DNA with three base pairs: details

A new genetic code and the first semi-synthetic bacterium

Andrey Vasilkov, Computerra

Researchers from the Scripps Research Institute (TSRI) in California modified the E. coli bacterium by introducing two new complementary compounds not found in nature into its plasmid DNA code. So the scientific group received the world's first semi-synthetic living organism and forever changed genetics. One of the authors of the work is our compatriot – researcher Denis Malyshev. He studied at the Moscow Chemical Lyceum, after which he graduated from the D.I. Mendeleev Russian University of Chemical Technology and emigrated to the United States.

Modern biologists and biochemists can be considered programmers. After all, they have mastered the lowest–level language imaginable - the genetic code. Direct intervention in it is similar to reverse engineering. It became possible only recently and has made a real revolution in biotechnology.

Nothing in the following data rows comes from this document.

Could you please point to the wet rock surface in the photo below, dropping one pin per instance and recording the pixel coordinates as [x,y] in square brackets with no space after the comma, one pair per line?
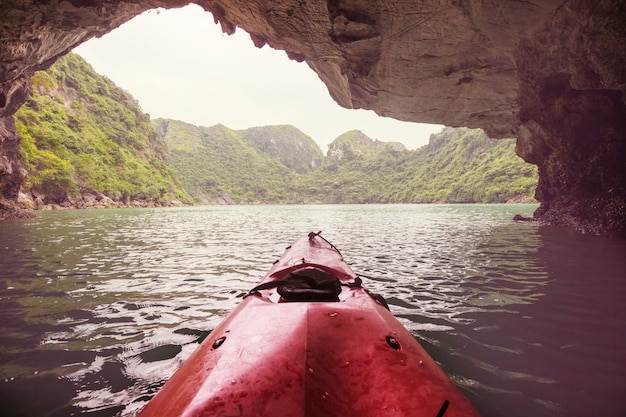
[551,73]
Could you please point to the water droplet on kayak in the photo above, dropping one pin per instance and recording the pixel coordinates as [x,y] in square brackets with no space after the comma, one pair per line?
[393,342]
[219,342]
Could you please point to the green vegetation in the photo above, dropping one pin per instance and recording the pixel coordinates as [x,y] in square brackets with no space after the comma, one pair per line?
[458,166]
[81,133]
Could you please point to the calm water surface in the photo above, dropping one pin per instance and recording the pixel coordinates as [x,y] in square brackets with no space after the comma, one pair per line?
[98,308]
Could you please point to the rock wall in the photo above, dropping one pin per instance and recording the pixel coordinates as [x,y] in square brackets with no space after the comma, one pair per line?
[550,72]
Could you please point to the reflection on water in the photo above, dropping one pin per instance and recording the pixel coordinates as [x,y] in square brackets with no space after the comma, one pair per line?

Until about the eighties of the XX century, breeders acted blindly, relying on external signs and patterns of their inheritance. Even in such an imperfect way, sometimes amazing achievements were made on their own scale. For example, Nobel Prize winner Norman Ernest Borlaug is called the "father of Green" for the fact that he was able to breed wheat and rice varieties with exceptional yields. According to the UN, this has already saved about a billion people from starvation and helped to preserve the very existence of Mexico, India and Pakistan.

Sometimes the trial and error method led to annoying miscalculations. For example, in addition to increasing the yield of potatoes and tomatoes of new varieties, they increased the level of toxins typical of the entire Solanaceae family. Such varieties were rejected, but no one could return the years of time spent. The problem of deterring genetics lies precisely in the fear of complex technologies, and not in the danger of the altered DNA itself. After all, absolutely any organism (except its own) is genetically alien to us.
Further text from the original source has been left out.